El hombretón de las hechicerías
El desconcertante artista de Pensilvania canta como el primer Scott Walker, pero con banda 'country' y trasfondo electrónico
Daughn Gibson es un tipo impactante, en el más amplio de los sentidos. Ante todo, porque un hombretón como él, con sus casi dos metros, provocaría suspiros luciendo cualquier trapito ante las cámaras. Y, por lo que aquí respecta, porque su mezcla de géneros, absolutamente inédita y seductora, constituye uno de los grandes hallazgos de estas dos últimas temporadas. Imaginen al primer Scott Walker, con esa voz profunda e hipnótica, dejándose caer en brazos de Burial. A Johnny Cash haciéndole hueco a un portátil Apple en un extremo del escenario. Cash lo consideraría una broma de pésimo gusto. Gibson lo convierte en una fascinante ceremonia de hechicería.

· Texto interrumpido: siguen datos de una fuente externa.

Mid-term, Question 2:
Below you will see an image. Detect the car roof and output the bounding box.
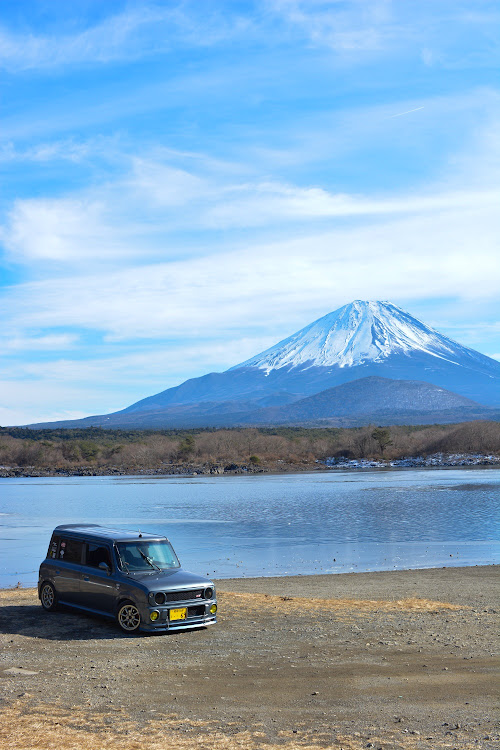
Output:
[54,523,166,542]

La propuesta es interesantísima, pero nada evidente. De hecho, puede llevar tiempo cogerle el tranquillo y El Sol presentaba anoche una entrada desalentadora. Nuestro sacrílego hombre de negro disparaba ritmos, voces y ecos pregrabados desde un extremo del escenario mientras aullaba como un lobo enfurecido y braceaba hasta casi acariciar el cielo. A su vera, batería y guitarrista se comportaban como si pertenecieran a una banda de country alternativo, incluso con sus pertinentes acercamientos a la steel guitar. La fractura conceptual es maravillosamente desconcertante: el oyente no sabe si cabecear con la mirada perdida o empuñar un mástil imaginario.
El reciente Me moan, que por momentos bordea hasta el etno-tecno, constituye la mejor plasmación discográfica de este metalenguaje, aunque quizás sea el extenso tema que titulaba el primer álbum, All hell, el que lleve más lejos la transgresión. El de Pensilvania resulta bastante más inquietante que tierno, turbador antes que plácido. Ni siquiera la lúdica Kissin on the blacktop invita al sosiego. “De niño aspiraba a ser un criminal”, avisó en la despedida, tras una hora escasa. Asumiremos el riesgo: no es cuestión de perderlo de vista estos próximos años.